High Availability in Home Assistant

Is there any way or guide available for setup high availability to the home assistant?

1 Like

Nearest high avalaibility I have found here for customers so far is a daily backup stored on a separate machine and an similar hardware configuration (NUC) ready with HA image flashed on it ! If NUC dies, disconnect from network and power, plug new one in place, wait initial HA setup and then upload the backup :slight_smile:

1 Like

I used to run 2 proxmox nodes, using shared storage on a NAS drive. It was possible to automate startup of the ha vm on the 2nd node when the first failed. I don’t think it was true ha, but close. Only problem was, I’d then have to physically move the usb stick for zigbee.

Anyhow, energy prices being what they are, I only have one server powered up now (and I ditched proxmox, cos I didn’t like the gui).

1 Like

You can do a little of the way by moving all your devices over on MQTT, because a MQTT broker allows multiple clients to listen to it, so multiple HA installations can use the same MQTT broker and stay up-to-date and they can also send commands that way.
This setup requires hubs/gateways, so you need Zigbee-to-MQTT hub, RF-to-MQTT hub, WiFi-to-MQTT hub and so on.
The problem is that hardware devices are still a single point of failure, because technology and protocols do often not allow multiple hubs.

2 Likes

I am using Proxmox…
Having HA OS in a Virtual Machine - and the Database on another MariaDB Server, it would be easy to clone the existing instance - and with Backups running in Proxmox it is also another level of “high availability”.

Sure… if the server dies, that’s another topic - but I beleive… in this case - I have other concerns.

One important rule in autmation:
Don’t rely on a single point of failure.
Design your System in a way - that - IF HA or your Hardware dies - you are still be able to do the important things manually.

  • Don’t replace your Light switchs with something you can’t switch on physically…
  • Don’t implement things that would lock you out of your house if the server should not respond anymore…

Then, you don’t really need High availability :wink:

2 Likes

my approach for HA requires manual restoration…

  • HAOS VM on a TrueNAS scale

  • daily backup to the HAOS system

  • periodic snapshot to the VM instance

1 Like

That is not really High Availability then, since you have no redundancy only backup.

2 Likes

you’re right, but you can achieve HA if you have 2 VMs on the same machine or better, on a separate one and use a router for Bonding/Multi-chassis Link Aggregation solution

even a low cost Mikrotik switch/router can achieve this solution:
https://help.mikrotik.com/docs/display/ROS/High+Availability+Solutions

there is an older project “HAHA” HomeAssistantHighAvailibilty" but it seems to be no longer maintained.
Based on Docker Swarm.

I do have a guide for configuring a high availability solution for Home Assistant.

I’ve posted the following snippet elsewhere in another thread, but I’ll include it here as well:


Like many of you out there, I have recently found myself more and more reliant on Home Assistant. After looking into Home Assistant high availability I found there aren’t really any options supported by Home Assistant.

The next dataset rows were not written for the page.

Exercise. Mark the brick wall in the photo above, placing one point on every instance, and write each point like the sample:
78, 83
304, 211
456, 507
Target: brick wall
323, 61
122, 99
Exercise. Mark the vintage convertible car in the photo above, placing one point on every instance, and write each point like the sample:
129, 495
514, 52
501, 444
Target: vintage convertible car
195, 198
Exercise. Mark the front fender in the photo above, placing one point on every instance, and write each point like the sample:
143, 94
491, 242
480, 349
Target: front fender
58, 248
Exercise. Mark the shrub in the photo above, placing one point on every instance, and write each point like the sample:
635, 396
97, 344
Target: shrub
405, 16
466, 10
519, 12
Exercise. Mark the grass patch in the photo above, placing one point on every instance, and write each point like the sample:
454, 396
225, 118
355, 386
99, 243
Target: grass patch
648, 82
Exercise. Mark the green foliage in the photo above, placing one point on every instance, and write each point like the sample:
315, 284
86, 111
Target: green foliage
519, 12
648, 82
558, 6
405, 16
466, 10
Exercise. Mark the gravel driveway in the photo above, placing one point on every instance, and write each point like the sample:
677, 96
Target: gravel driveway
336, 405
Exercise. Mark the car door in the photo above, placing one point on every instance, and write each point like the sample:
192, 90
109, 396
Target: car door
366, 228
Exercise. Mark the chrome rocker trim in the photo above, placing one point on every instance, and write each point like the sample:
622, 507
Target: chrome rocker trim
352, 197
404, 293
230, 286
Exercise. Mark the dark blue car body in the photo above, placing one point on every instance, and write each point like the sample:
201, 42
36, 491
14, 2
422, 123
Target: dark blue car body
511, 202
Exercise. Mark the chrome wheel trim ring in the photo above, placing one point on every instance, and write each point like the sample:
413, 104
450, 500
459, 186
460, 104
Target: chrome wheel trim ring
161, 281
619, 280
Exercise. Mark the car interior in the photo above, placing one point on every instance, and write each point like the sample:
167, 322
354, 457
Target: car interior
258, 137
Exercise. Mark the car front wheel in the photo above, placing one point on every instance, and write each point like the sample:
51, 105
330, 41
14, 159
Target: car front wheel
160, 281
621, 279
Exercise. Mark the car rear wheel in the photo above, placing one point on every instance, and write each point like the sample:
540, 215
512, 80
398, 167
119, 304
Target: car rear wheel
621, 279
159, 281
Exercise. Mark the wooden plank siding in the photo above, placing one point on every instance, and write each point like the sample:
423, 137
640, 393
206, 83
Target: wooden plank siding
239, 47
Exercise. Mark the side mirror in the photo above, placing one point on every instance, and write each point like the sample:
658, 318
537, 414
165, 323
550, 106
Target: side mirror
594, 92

So I went ahead and built a solution using existing open source high availability components such as DRBD and Pacemaker. Home Assistant can be made highly available fairly easily using existing tools that have been around for well over a decade. These same tools are used in countless enterprise-grade production deployments. Full disclosure: I am also employed by LINBIT, but I’m not here to sell you anything. These tools are just as free to use as Home Assistant and are part of the open source ecosystem. The required software components can easily be installed through our PPA.

I am personally a big fan of running Home Assistant as a Docker container. My blog post walks you through the process of making Home Assistant highly available using containers. With this solution, Home Assistant’s data is mirrored over the network in real-time (by DRBD, think network-based RAID-1) while Pacemaker controls which node is currently active (replicated filesystem mounted, virtual IP active, and Docker instance(s) running, etc). Failover to a secondary node takes mere seconds once the primary goes down.

I hope to make this topic into an ongoing series with more and more content.

7 Likes

Hey @ryan-ronnander, thanks for posting the blog, I have already tried a test setup and it works as you described, except from the part of migrating from a Virtual Machine (VM) using the official KVM (qcow2) disk image provided by the Home Assistant Team.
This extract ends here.